Por ser o primeiro estudo clínico publicado com a droga no manejo da COVID-19, ensaios maiores foram iniciados para avaliar a eficácia do tratamento. O estudo de fase 3 (STOP COVID 2) recrutou mais de 700 participantes, mas foi interrompido por questões éticas após a avaliação preliminar de dados e pouca possibilidade de eficácia no tratamento adotado (princípio da futilidade).

 

Estudo TOGETHER (Brasil)

O estudo vem sendo conduzido no Brasil, de forma randomizada, duplo-cega, controlada por placebo e multicêntrica em vários locais do país. A análise preliminar dos dados foi publicada na The Lancet Global Health em outubro de 2021, embora o estudo tenha finalização prevista para março de 2022 (NCT04727424).

Participaram 1497 pacientes positivos para COVID-19, não-hospitalizados, com sintomas há menos de 7 dias e comorbidades ou fatores de risco associados à pior progressão da doença. O tratamento também foi feito com placebo ou fluvoxamina (100 mg) duas vezes ao dia, ao longo de 10 dias.

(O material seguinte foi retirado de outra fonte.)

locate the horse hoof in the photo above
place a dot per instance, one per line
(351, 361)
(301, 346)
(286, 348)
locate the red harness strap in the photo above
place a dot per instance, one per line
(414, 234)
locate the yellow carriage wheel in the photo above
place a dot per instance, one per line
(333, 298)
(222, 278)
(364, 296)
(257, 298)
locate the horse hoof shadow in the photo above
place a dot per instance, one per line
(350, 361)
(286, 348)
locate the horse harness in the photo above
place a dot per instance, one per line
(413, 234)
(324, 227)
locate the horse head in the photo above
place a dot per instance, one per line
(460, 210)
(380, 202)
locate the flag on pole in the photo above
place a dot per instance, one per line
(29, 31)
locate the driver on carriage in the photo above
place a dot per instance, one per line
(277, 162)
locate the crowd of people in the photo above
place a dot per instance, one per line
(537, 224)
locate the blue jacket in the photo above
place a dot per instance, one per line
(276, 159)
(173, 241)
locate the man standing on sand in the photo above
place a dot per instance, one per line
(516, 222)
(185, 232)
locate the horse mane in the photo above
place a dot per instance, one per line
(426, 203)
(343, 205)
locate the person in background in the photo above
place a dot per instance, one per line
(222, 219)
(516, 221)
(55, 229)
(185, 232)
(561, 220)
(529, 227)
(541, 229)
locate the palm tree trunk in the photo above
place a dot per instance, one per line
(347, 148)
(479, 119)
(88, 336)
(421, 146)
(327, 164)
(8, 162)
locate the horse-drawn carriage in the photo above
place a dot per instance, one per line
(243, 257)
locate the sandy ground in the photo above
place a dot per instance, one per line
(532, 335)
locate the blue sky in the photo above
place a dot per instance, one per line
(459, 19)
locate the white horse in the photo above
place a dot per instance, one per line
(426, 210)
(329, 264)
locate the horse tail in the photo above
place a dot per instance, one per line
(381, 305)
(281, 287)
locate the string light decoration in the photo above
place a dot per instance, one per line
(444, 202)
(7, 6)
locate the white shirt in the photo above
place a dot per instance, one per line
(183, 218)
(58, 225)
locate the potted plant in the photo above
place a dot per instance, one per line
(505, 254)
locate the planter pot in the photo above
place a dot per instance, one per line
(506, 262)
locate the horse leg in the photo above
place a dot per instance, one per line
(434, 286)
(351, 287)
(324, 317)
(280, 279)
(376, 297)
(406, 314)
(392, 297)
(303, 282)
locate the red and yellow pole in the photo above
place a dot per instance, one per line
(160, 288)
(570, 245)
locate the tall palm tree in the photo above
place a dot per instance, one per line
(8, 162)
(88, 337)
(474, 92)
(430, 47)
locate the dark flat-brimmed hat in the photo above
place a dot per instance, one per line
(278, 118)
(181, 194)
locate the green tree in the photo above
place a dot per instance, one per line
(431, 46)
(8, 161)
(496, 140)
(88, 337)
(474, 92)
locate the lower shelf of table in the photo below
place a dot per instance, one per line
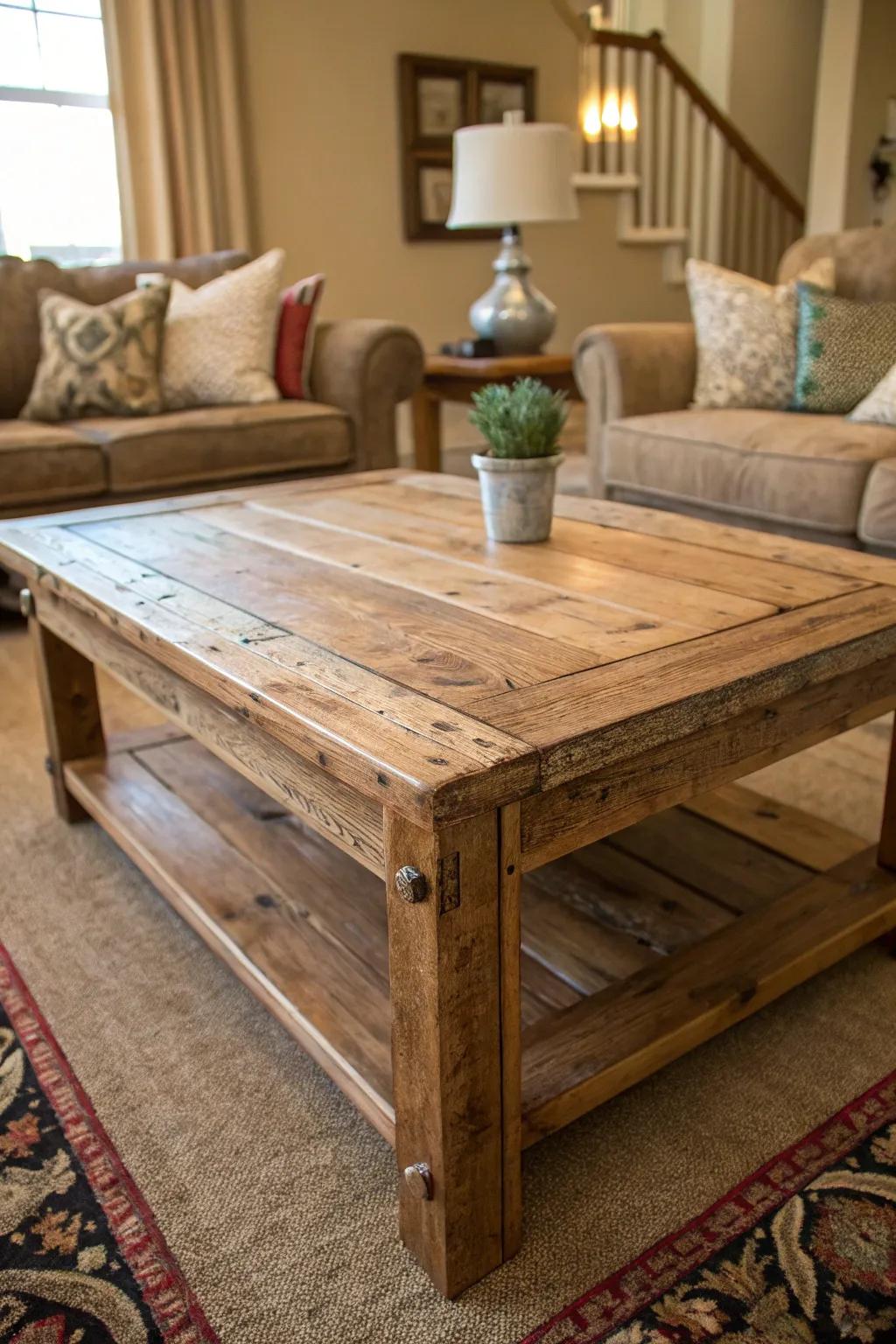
(634, 949)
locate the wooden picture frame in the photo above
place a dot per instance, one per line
(437, 95)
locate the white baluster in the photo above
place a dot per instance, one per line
(715, 195)
(662, 124)
(592, 104)
(610, 94)
(630, 101)
(648, 144)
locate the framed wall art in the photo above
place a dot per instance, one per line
(437, 95)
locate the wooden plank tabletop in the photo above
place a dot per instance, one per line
(369, 626)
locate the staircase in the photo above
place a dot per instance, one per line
(687, 179)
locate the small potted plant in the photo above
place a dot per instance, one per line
(517, 474)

Pacientes tratados com fluvoxamina apresentaram chance menor (79/741; 10,6%) de permanência em setores de emergência por mais de 6h ou internação até 28 dias após o início do tratamento quando comparados ao grupo que recebeu placebo (119/756; 15,7%). Contudo, não houve diferenças entre os grupos quando se avaliou, isoladamente, o risco de internação, bem como resolução de sintomas ou risco de mortalidade.

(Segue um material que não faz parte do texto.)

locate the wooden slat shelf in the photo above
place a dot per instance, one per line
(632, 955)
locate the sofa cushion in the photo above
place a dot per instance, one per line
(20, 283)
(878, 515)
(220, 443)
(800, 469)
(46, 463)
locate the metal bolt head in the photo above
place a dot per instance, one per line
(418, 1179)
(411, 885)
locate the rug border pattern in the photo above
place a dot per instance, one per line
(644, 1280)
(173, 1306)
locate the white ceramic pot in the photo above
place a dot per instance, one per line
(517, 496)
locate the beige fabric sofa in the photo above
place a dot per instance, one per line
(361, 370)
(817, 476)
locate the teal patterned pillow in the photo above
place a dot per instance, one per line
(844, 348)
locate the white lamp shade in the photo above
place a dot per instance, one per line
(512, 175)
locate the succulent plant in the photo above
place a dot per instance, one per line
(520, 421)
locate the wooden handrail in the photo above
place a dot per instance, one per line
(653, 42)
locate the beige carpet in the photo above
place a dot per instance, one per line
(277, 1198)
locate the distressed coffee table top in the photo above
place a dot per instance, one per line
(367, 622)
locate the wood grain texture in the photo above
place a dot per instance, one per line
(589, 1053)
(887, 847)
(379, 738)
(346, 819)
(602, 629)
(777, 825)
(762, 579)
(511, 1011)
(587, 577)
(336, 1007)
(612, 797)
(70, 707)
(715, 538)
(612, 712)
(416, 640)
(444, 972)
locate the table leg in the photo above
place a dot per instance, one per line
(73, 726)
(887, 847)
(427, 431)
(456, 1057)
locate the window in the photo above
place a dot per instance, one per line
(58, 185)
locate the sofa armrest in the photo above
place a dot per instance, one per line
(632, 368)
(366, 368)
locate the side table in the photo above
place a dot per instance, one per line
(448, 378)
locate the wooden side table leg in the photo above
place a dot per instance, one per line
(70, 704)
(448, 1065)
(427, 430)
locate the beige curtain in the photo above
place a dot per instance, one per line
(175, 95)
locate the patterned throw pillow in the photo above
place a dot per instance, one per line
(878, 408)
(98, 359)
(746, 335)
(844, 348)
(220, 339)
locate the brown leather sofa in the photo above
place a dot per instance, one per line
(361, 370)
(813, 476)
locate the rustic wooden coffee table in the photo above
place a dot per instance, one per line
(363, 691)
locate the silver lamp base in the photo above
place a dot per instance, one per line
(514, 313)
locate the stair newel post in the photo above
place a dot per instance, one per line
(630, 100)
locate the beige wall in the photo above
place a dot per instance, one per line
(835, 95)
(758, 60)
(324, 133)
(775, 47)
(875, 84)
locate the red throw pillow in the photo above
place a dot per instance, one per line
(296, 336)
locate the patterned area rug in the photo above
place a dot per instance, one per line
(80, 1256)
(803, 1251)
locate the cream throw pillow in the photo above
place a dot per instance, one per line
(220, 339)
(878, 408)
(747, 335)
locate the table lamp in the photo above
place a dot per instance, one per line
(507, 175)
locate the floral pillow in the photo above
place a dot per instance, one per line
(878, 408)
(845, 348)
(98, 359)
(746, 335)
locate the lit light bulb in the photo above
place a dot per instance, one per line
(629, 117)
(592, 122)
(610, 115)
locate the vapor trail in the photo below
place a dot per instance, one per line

Algumas limitações sérias restringem o valor dos resultados obtidos:

  • Embora o risco de permanência na emergência por mais de 6h ou internação tenham sido reduzidos no grupo tratado com fluvoxamina, não houve redução no risco isolado de hospitalização. Ou seja, o primeiro dado se refere à chance menor de permanência em setores de emergência por mais de 6h, sem, necessariamente, ter relação direta com a possibilidade de internação. O critério de “permanência em setor de emergência por mais de 6hnão é tradicionalmente usado em estudos que avaliam risco de internação e/ou morte. Ainda, esse tempo pode ser muito variável de local a local, incluindo países diferentes (tempo de espera para atendimento, número de profissionais disponíveis, etc.), o que dificulta a aplicabilidade do conceito. Portanto, o achado mais importante do estudo não é relevante no sentido prático;
  • A adesão ao tratamento foi autorrelatada pelos participantes e, possivelmente, enviesada;
  • A adesão foi significativamente menor no grupo que recebeu fluvoxamina (74% vs. 86% no grupo placebo), limitando o significado dos resultados.

 

Então a fluvoxamina está descartada como opção para o tratamento da COVID-19?

Não necessariamente (mas leia e interprete isso com cautela). Embora os estudos maiores (STOP COVID 2 e TOGETHER) não tenham demonstrado qualquer eficácia que justifique o uso da droga no manejo da COVID-19, novos estudos ainda podem ser realizados e mudar esse entendimento. Lembrem: a ciência é dinâmica e nada está escrito em pedra. Mas é claro: quanto maiores e mais frequentes forem os estudos que acumulem evidências contra o uso da droga, menores são as chances disso mudar com um novo estudo.

Contudo, podemos afirmar que, atualmente, não existem evidências suficientes – ou fortes o bastante – para justificar o uso da fluvoxamina contra COVID-19, o que sustenta a posição adotada pelo NIH. A ausência de dados concretos que apontem para a eficácia da droga já são suficientes para desestimular o uso do medicamento de forma “compassiva” ou off-label.